Amnesty International Italia segue con grande preoccupazione l’esame del progetto di legge n.1660 in materia di pubblica sicurezza.
Il dibattito, infatti, prosegue con il rischio di modifiche peggiorative a un testo già critico dal punto di vista del suo impatto sui diritti umani. Diversi emendamenti presentati da esponenti della maggioranza, se approvati, restringerebbero ulteriormente gli spazi di protesta pacifica e criminalizzerebbero coloro che protestano.
Ne sono un esempio il tentativo di ampliare le maglie in sede interpretativa del Daspo urbano o quello di configurare il reato di violenza privata nel caso in cui una o più persone impediscano, anche solo con la resistenza passiva o frapponendo semplicemente il proprio corpo, l’entrata o l’uscita da uno spazio aziendale a chi intenda passare. Non costituirebbe esimente o scriminante neanche il fatto che il comportamento fosse tenuto per sostenere un’azione di sciopero.

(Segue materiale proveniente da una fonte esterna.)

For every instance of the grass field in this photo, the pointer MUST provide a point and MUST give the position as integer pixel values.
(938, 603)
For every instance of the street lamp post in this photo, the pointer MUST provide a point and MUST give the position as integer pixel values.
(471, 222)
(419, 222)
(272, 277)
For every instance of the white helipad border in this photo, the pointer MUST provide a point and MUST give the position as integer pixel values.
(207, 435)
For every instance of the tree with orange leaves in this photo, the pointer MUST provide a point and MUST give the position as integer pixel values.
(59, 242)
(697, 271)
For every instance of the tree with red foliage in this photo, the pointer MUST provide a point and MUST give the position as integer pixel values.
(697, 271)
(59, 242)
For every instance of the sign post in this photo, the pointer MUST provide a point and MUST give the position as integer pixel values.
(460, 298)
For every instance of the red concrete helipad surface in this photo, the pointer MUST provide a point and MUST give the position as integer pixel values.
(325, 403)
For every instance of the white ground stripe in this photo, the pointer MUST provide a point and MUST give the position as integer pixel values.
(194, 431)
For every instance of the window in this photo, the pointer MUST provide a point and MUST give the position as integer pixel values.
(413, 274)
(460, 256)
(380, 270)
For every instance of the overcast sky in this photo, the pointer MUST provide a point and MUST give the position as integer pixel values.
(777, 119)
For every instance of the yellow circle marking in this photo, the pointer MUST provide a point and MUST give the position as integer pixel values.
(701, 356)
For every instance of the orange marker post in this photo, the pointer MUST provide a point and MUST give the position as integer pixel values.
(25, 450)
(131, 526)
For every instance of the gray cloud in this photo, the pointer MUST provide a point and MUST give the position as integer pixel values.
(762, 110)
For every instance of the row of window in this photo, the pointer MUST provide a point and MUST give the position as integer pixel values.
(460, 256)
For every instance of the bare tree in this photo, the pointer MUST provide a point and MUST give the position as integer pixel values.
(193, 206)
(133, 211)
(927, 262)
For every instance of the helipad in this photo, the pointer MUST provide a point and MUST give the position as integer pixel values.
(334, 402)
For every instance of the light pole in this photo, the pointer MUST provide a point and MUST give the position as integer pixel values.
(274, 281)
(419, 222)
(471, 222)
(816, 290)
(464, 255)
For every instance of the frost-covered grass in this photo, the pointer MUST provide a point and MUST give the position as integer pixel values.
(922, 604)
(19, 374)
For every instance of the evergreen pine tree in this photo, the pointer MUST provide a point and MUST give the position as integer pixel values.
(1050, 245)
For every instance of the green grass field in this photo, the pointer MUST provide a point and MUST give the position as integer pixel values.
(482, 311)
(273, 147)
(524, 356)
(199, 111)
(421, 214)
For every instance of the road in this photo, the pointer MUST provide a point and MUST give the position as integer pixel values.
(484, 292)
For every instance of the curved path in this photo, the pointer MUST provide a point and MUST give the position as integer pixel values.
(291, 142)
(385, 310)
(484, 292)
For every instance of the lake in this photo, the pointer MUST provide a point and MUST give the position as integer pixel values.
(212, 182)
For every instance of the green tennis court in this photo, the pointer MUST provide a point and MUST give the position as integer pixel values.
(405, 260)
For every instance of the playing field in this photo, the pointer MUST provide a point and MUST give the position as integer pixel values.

Un altro emendamento, a firma della Lega, aumenterebbe la pena nell’ambito del reato di violenza o minaccia a un pubblico ufficiale e di resistenza a un pubblico ufficiale per chi cerca di impedire la realizzazione di un’opera pubblica o di un’infrastruttura ritenuta strategica.
Altrettanto grave è la proposta, sempre presentata da esponenti di maggioranza, di riformulare l’articolo 53 del codice penale in materia di “Uso legittimo delle armi”, per non rendere punibile il pubblico ufficiale che, al fine di adempiere a un dovere del proprio ufficio, fa uso oppure ordina di fare uso delle armi o di un altro mezzo di coazione fisica, quando vi è costretto.
Anche l’Europa è preoccupata
Secondo l’Odihr, l’Ufficio dell’Osce per le istituzioni democratiche e i diritti umani, alcuni dei nuovi reati proposti hanno una formulazione ampia e vaga senza che siano specificati gli elementi costitutivi delle fattispecie penali, lasciando quindi spazio a potenziali interpretazioni e applicazioni arbitrarie.
Inoltre, diverse disposizioni rischiano di creare un effetto deterrente sull’esercizio dei diritti umani e delle libertà fondamentali da parte delle persone, ad esempio gli atti di disobbedienza civile come forma di protesta pacifica, in quanto non rispetterebbero adeguatamente il principio di proporzionalità delle sanzioni penali, in particolare nei possibili casi di blocco del traffico, di violenza contro i pubblici ufficiali o di occupazione di immobili.
È ritenuto particolarmente preoccupante anche il trattamento della resistenza passiva dei detenuti previsto dal disegno di legge, che potrebbe essere considerato sproporzionato, soprattutto se utilizzato come mezzo per punire forme pacifiche di protesta da parte della popolazione carceraria.
L’Odihr invita, tra le altre cose, a circoscrivere più chiaramente e in modo meno vago gli elementi che costituiscono reato nell’ambito dell’articolo 1 del disegno di legge in materia di antiterrorismo, a riconsiderare l’inasprimento delle sanzioni e la criminalizzazione di comportamenti di natura pacifica che causano disturbi o ostruzioni al traffico stradale, assicurando che in questi casi non sia prevista la pena della reclusione; inoltre, a riconsiderare interamente l’articolo 10, che estenderebbe la misura del Daspo urbano, o almeno limitare in maniera sostanziale la portata temporale dei poteri del questore previsti, prevedendo eccezioni alla restrizione dell’accesso ad alcune aree specifiche, almeno per garantire l’accesso ai servizi essenziali.
Infine, altrettanto critica resta la questione della revoca della cittadinanza a seguito della condanna per reati con finalità di terrorismo.
La proposta di modifica alla legge sulla cittadinanza del progetto di legge, infatti, non vieterebbe la revoca della cittadinanza in tutti i casi in cui la misura potrebbe comportare l’apolidia e consentirebbe la revoca nel caso in cui la persona sarebbe idonea ad acquisire un’altra cittadinanza in teoria, ma non abbia ottenuto una seconda cittadinanza di fatto.
A tale proposito, l’Odihr fa notare che la revoca della cittadinanza come misura antiterrorismo è stata a lungo criticata sia per il serio impatto sui diritti umani sia per gli interrogativi sulla sua efficacia nel prevenire i rischi del terrorismo. La revoca della cittadinanza, inoltre, non solleverebbe gli stati da altri obblighi in materia di diritti umani nei confronti delle persone colpite, ad esempio in relazione al divieto di respingimento.